The Blockchain Transparency Institute recently gives an inspection report that reveals global wash trading has decreased by 35.7% among the top 40 exchanges. Wash trading has always been a serious pressure point for the cryptocurrency markets, which might be slightly expected in such an unregulated market. However, the situation appears to be getting better, according to a recent report. Since the beginning of the year, the percentage of wash trading among the top exchanges has dropped drastically by almost 36%, while Bitcoin’s wash trading volume stands at around 50%.
What is Wash Trading?
A process whereby a trader buys and sells a security for the purpose of feeding misleading information to the market. This is referred to as Wash Trading. One entity can serve as both the buyer and the seller of a specific coin (or any asset), pumping the volume and motivating other traders to follow the price movement. In some situations, wash trades are executed by a trader and a broker who are colluding with each other and executing the buys and sells as well.
Wash Trading is illegal in various countries, including the U.S. The report shows the U.S. and Japan as the two countries with the cleanest exchanges, as both countries have stringent regulations barring such practices.
Cryptocurrencies at risk
The wash trading volume of Bitcoin is around 50%, which is the lowest among the top 5 cryptocurrencies. The highest percentage, 82% is possessed by Bitcoin Cash. Ethereum and Litecoin follow at 75% and 74%, and XRP comes in at 55%.
From the figures, it is almost clear to everyone that the most heavily impacted tokens in the top 25 are Ethereum Classic, Dash, and Monero, which have been wash traded with almost 80% of their volumes.
As far as stable coins go, USDT remains the most widely used one for wash trading. Its real trading volume is 94%, even after we exclude 67% of wash trading. USDC has the lowest wash trading volume of 7%, and its actual volume puts it in second place. DAI has a wash trading volume of 30%, PAX is next with 13.7%, and TUSD follows with a bit under 12%.

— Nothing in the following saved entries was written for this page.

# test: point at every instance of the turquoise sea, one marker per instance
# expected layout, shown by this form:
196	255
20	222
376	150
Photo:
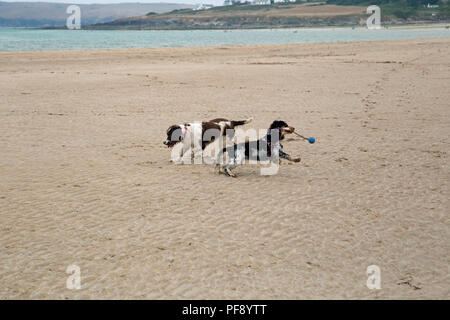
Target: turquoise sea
12	39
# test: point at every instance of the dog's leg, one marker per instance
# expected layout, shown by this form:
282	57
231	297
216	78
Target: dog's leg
227	171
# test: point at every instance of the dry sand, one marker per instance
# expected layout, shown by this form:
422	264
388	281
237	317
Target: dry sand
86	180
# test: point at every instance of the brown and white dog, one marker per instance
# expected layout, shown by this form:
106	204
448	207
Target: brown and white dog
197	135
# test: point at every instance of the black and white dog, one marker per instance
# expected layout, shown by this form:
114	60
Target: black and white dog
199	134
259	150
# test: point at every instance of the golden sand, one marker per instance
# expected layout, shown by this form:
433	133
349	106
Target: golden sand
86	180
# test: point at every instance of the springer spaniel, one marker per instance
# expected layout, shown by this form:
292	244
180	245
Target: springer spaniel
196	135
260	150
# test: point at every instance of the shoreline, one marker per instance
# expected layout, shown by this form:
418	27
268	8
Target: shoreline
295	30
215	47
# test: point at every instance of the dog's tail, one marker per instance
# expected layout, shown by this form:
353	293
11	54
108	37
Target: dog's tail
236	123
219	157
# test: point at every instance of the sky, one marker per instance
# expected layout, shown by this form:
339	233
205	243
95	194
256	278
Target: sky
215	2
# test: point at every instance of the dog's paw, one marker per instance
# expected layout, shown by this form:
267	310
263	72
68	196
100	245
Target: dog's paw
229	173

Exchanges and Wash Trading
The most heavily-impacted cryptocurrency exchanges are Bibox and OKEx. Their wash trading comprises more than 75% of all trades. Even after we exclude their wash trading volume, however, they are still among the top 20 exchanges by trading volume.
The cleanest exchanges, on the other hand, are Kraken, Coinbase, Upbit, and Poloniex.
Less than 10% of both Gemini and Binance’s volumes are reportedly wash traded. A previous report showed that Binance’s BTC/USDT market had a real volume of 100%.
Wash trading has always remained a serious issue for space. In fact, it’s one of the main issues that will have to be addressed in order for the US Securities and Exchange Commission (SEC) to approve a Bitcoin ETF.